Ernest Wigram

Personal information
- Full name: Ernest Money Wigram
- Born: 20 November 1862 Kensington, Middlesex, England
- Died: 10 June 1906 (aged 43) Eastry, Kent, England
- Batting: Unknown
- Bowling: Unknown

Career statistics
| Competition | First-class |
| Matches | 1 |
| Runs scored | 9 |
| Batting average | 9.00 |
| 100s/50s | –/– |
| Top score | 6 |
| Balls bowled | 68 |
| Wickets | 0 |
| Bowling average | – |
| 5 wickets in innings | – |
| 10 wickets in match | – |
| Best bowling | – |
| Catches/stumpings | 1/- |
- Source: Cricinfo, 24 December 2018

= Ernest Wigram =

English cricketer

Ernest Money Wigram (20 November 1862 - 10 June 1906) was an English first-class cricketer.

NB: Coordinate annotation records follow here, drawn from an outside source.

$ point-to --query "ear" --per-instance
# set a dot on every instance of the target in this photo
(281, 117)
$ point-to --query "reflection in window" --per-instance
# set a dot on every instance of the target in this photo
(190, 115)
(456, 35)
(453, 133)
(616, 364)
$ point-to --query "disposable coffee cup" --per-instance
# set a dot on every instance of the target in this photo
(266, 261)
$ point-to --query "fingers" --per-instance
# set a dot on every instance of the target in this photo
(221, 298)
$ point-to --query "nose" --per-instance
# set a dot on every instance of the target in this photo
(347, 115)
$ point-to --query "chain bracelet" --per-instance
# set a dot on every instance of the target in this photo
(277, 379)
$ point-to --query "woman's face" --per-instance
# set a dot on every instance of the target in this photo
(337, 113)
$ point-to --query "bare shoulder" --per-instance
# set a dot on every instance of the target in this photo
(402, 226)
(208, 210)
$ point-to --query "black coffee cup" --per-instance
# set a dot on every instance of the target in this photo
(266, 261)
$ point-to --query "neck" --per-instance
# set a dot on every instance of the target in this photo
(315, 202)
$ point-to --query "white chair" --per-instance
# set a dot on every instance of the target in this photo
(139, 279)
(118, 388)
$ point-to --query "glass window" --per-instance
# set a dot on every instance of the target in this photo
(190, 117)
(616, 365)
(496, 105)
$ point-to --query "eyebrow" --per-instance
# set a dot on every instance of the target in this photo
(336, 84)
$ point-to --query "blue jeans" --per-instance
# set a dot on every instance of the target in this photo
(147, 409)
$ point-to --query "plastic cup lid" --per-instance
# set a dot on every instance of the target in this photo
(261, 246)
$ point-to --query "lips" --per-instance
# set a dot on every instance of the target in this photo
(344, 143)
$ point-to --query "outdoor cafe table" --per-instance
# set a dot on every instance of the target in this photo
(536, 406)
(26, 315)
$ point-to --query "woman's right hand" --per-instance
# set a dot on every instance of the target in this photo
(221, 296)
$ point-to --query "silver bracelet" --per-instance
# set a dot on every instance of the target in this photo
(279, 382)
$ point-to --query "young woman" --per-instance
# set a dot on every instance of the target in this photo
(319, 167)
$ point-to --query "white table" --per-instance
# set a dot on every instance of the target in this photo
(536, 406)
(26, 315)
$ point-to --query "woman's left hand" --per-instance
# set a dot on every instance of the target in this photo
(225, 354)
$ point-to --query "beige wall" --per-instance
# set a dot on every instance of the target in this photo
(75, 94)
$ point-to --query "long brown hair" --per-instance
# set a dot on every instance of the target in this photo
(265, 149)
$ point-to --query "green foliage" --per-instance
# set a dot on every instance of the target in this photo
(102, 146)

Born at Kensington, Wigram made a single appearance in first-class cricket for Orleans Club against Oxford University at Twickenham in 1883. He bowled seventeen wicketless overs in the match, while with the bat he scored 6 run in the Orleans Club first-innings, before being dismissed by Alexander Stewart, while in their second-innings he remained unbeaten on 3, with Oxford University winning by 290 runs. He died at Eastry in Kent in June 1906.